Não cabe, com efeito, ao Tribunal Constitucional sindicar os termos em que a decisão judicial recorrida procede à subsunção dos factos dados como provados a uma determinada previsão legal. Mas, ao fazê-lo, a mesma decisão expressa, ou deixa implícita, uma certa interpretação da norma aplicada. E, nesta medida, apreciar se essa norma (ou essa interpretação normativa) se mostra conforme à Constituição, integra-se nos poderes cognitivos do Tribunal Constitucional no âmbito do recurso previsto no artigo 70º nº 1 alínea b) da LTC.

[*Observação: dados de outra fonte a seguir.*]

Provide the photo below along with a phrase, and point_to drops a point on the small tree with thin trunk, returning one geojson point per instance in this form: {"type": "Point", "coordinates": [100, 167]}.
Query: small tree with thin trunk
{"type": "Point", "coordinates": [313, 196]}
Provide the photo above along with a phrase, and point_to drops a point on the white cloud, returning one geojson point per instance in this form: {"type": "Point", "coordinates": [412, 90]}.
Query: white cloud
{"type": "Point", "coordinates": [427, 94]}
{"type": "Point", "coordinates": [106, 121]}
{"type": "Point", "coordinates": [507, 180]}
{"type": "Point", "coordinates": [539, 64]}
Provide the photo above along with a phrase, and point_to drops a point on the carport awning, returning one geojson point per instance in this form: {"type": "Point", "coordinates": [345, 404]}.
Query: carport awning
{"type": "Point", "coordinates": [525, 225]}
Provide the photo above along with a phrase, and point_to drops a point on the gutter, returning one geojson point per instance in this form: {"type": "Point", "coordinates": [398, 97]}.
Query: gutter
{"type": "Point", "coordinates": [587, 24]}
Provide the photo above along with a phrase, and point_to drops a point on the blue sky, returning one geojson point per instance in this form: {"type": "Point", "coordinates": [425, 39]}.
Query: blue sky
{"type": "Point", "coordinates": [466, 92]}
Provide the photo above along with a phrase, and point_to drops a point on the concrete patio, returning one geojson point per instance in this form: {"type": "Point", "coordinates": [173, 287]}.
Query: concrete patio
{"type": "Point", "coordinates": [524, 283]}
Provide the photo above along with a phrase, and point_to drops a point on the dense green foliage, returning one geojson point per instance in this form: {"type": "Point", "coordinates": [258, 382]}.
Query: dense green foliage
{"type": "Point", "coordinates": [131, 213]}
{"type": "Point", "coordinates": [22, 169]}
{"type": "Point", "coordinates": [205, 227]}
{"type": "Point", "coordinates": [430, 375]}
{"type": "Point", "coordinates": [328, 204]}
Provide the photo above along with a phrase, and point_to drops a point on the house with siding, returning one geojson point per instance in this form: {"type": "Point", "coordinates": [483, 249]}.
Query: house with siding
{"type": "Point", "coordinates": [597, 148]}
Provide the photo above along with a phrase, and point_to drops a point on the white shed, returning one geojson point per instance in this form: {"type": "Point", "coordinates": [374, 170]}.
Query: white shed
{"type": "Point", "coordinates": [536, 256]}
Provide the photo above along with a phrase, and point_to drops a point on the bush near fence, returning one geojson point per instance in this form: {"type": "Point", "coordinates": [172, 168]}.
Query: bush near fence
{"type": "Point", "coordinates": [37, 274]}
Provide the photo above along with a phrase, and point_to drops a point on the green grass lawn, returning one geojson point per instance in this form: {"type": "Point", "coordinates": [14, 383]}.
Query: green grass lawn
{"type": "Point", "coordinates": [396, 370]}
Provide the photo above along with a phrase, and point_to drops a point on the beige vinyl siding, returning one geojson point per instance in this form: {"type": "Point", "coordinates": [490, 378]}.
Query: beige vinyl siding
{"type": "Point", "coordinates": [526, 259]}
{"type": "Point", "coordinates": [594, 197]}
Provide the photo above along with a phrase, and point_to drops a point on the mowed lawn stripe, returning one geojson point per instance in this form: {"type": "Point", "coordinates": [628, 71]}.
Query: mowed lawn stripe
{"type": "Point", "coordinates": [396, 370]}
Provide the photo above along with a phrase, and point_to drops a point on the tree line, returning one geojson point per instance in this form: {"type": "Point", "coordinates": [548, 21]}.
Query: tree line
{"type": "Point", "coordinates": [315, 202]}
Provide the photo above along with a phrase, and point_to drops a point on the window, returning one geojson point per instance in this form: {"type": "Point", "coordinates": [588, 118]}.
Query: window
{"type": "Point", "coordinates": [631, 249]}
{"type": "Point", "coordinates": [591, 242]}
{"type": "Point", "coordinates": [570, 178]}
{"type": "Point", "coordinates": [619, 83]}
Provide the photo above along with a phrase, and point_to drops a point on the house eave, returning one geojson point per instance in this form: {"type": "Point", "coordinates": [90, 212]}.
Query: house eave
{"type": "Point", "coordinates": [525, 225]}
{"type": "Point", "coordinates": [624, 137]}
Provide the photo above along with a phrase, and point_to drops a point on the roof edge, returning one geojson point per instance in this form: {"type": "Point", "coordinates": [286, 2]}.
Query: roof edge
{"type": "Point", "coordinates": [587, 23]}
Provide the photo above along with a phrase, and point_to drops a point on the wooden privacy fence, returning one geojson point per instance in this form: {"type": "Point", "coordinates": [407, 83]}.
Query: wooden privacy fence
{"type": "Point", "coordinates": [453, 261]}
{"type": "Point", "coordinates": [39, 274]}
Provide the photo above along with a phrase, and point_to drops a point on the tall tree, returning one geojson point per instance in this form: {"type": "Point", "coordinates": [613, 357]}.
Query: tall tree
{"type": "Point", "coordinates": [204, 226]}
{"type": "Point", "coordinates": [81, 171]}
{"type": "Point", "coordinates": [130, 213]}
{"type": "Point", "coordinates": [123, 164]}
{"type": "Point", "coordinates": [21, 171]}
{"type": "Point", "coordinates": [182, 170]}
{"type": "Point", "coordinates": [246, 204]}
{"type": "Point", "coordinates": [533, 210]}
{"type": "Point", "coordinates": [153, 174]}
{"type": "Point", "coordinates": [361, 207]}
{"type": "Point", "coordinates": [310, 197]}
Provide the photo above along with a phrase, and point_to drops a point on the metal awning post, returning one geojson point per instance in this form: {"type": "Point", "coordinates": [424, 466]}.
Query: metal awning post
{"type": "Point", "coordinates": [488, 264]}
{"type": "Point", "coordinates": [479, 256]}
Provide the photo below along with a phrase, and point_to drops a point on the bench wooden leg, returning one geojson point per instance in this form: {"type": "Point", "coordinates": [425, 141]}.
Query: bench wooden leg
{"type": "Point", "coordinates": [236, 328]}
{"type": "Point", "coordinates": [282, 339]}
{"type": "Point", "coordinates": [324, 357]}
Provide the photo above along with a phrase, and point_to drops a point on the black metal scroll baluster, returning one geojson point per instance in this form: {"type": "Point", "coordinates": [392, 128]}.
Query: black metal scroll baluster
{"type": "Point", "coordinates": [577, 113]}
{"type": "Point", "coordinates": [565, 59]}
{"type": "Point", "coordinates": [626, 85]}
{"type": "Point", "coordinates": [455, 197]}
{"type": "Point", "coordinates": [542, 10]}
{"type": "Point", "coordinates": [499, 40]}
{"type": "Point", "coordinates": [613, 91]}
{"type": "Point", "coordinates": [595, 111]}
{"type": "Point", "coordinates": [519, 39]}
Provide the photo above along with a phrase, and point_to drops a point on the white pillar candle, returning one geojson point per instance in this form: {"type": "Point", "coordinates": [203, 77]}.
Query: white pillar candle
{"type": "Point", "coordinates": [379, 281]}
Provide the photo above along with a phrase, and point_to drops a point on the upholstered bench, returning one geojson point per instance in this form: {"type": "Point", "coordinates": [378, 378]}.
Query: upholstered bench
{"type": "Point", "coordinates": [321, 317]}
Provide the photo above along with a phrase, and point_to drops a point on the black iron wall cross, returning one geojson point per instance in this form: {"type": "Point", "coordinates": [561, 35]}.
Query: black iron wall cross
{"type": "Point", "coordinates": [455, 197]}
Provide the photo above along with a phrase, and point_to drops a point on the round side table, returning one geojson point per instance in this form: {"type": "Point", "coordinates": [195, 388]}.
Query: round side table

Ora, no caso, se não compete ao Tribunal apreciar se dos factos dados como provados resulta, ou não, que o arguido tenha ultrapassado os limites do direito de informação, já não se subtrai aos seus poderes verificar se o critério normativo acolhido pela decisão impugnada que justificou aquele juízo ofende a Constituição.
E não sobram dúvidas de que o acórdão recorrido fundamenta o seu entendimento na circunstância de os factos referidos na notícia que o arguido redigiu não justificarem o juízo de valor (ofensivo da honra do visado) feito na mesma notícia.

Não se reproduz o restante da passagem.